In the presence of highly uncertain prices, institutions are reluctant to lend to one another as they do not have sufficient visibility on the value of the collateral that they will use as security. This propagates potentially enormous problems for the financial system at large as transactions that were previously considered to be nearly risk-free are subject to perceptions of ‘counterparty risk’. This is precisely what happened with Bear Stearns, which on 10 March 2008 reportedly still had US$17 billion in cash. A few days later, the leading US investment bank Goldman Sachs announced to the world that it would no longer serve as a counterparty in Bear Stearns’ transactions. Goldman’s actions shattered confidence in Bear Stearns’ ability to service its obligations and meant that it could no longer raise any short-term debt funding to underwrite its working capital requirements. Once again, the Fed was forced to step in and inject liquidity into a market that had failed: in particular, the Fed took Bear Stearns’ otherwise illiquid and unpriceable assets as security and lent JP Morgan the US$30 billion that it needed to buy Bear Stearns.

It should be clear that market failures and the absence of price discovery suggest that the provision of a minimum level of liquidity can be construed as a ‘public good’. While in practice it is hard for any good to unconditionally satisfy the two key conditions of a public good—namely ‘non-rivalness’ and ‘non-excludability’—many come close to approximating them (eg, the light from a lighthouse, clean air, and market infrastructures).
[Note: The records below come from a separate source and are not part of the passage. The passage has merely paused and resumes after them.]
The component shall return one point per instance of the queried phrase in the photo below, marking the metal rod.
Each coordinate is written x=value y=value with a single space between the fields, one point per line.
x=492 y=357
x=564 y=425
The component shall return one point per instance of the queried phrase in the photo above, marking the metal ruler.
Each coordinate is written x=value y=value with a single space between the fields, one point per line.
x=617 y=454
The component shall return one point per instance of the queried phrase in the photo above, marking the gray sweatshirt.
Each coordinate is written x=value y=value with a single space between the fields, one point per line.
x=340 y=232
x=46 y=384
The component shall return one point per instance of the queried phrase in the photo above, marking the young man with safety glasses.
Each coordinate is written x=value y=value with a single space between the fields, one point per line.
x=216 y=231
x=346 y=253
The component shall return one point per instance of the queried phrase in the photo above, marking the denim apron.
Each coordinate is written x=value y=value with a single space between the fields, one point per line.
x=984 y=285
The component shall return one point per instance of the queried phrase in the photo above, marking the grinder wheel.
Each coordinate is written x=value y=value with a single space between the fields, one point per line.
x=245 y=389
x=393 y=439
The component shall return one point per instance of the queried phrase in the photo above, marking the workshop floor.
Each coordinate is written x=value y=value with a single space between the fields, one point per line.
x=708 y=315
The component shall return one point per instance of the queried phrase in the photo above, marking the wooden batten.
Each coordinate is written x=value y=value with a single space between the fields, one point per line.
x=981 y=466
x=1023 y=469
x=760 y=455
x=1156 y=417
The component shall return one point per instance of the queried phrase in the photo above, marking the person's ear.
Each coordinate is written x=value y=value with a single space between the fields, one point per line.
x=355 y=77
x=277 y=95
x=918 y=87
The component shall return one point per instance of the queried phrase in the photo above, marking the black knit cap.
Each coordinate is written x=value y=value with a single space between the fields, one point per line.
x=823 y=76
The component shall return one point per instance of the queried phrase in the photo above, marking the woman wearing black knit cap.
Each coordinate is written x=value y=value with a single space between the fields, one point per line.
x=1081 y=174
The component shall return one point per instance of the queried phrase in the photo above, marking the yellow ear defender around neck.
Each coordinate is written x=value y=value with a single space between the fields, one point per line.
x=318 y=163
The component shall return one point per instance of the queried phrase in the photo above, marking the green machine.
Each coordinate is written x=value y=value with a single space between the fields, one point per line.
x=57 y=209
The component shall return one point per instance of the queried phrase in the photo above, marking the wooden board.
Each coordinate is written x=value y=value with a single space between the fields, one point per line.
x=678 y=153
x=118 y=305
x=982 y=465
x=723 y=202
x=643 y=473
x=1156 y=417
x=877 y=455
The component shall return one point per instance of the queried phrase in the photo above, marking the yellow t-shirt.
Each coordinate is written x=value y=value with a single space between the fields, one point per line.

It is well known that markets can fail to produce sufficient quantities of such goods, which is referred to as the ‘public good problem’. As a technical aside, there may be an argument that market liquidity is ‘rival’ but ‘non-excludable’, in which case it may be more appropriately classified as a ‘common pool resource’. In any event, you have similar problems to those found with public goods, albeit that in this case they are known as the ‘tragedy of the commons’."

In his abstract, Tirole similarly observes:

"The recent crisis was characterized by massive illiquidity. This paper reviews what we know and don't know about illiquidity and all its friends: market freezes, fire sales, contagion, and ultimately insolvencies and bailouts. It first explains why liquidity cannot easily be apprehended through a single statistics, and asks whether liquidity should be regulated given that a capital adequacy requirement is already in place. The paper then analyzes market breakdowns due to either adverse selection or shortages of financial muscle, and explains why such breakdowns are endogenous to balance sheet choices and to information acquisition. It then looks at what economics can contribute to the debate on systemic risk and its containment. Finally, the paper takes a macroeconomic perspective, discusses shortages of aggregate liquidity and analyses how market value accounting and capital adequacy should react to asset prices. It concludes with a topical form of liquidity provision, monetary bailouts and recapitalizations, and analyses optimal combinations thereof; it stresses the need for macro-prudential policies."